Vincent Bolloré non ha scelto per caso questa data per andare in pensione: giovedì 17 gennaio si celebrano i 200 anni dalla presenza dell’azienda Bolloré in Bretagna. Dove inizia l’avventura di famiglia con una semplice cartiera a Finistere. Un sacco di cancelleria diversa: in pellicole di plastica, condensatori elettrolitici o persino batterie al litio. Per 40 anni Vincent Bollory ha comprato aziende, le ha vendute, unì le forze e si è separato da loro, perché l’industriale è anche un formidabile finanziere, è noto per i suoi scioperi, le sue incursioni in borsa – di successo o infruttuose – Puig, Vivendi , Valorec, Telecom Italia, è difficile nominarli tutti. Oggi il gruppo è una holding familiare internazionale che ha investito in Italia e anche in Africa.
Bolloré Group possiede il 30% di Vivendi, il 18% di Universal Music Group e impiega 80.000 persone. Nel 2020, in piena crisi, ha realizzato 24 miliardi di euro di fatturato.
Gli succederanno Yannick e Cyril Bollory, che sono già sul set. Cyrille, 36 anni, amministratore delegato per tre anni, Yannick, 42 anni, presidente del consiglio di sorveglianza di Vivendi. Ufficialmente, la partenza del patriarca non dovrebbe cambiare molto in quanto Vincent Polloré non ha un lavoro operativo da tre anni. Ma questo iperattivo, noto per aver attanagliato il suo gruppo per quattro decenni, si ritirerà davvero? Molti non ci credono e vedono una falsa partenza.

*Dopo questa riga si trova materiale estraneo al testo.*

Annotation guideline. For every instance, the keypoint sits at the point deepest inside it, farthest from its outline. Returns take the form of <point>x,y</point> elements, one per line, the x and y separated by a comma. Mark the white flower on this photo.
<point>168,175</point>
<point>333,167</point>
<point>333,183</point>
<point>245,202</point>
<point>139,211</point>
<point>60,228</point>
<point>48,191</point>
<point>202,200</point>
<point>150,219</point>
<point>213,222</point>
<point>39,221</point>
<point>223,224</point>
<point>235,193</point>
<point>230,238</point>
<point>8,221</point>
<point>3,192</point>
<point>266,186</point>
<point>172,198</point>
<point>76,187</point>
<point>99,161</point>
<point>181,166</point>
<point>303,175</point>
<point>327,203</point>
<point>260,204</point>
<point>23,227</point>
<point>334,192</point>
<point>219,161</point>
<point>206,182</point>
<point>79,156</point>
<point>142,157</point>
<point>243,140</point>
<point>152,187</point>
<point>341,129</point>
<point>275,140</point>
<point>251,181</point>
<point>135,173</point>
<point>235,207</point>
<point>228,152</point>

Il gruppo ha molti progetti da risolvere. In primis dai media. Vivendi ha acquisito azioni di Lagardère e dovrebbe presto acquisire Hachette, Europe 1, Partita di Parigi. Il cattolico e conservatore Vincent Bollory possiede anche C8 e CNews, il canale che Eric Zeymore era solito dirigere. In effetti, alcuni lo paragonano a Rupert Murdoch in riferimento al magnate della stampa americana, che ha aiutato Donald Trump a diventare presidente degli Stati Uniti. Questo focus alimenta la critica: il collettivo “Stop Bolloré” formato da associazioni, scrittori e ricercatori nasce per resistere al miliardario.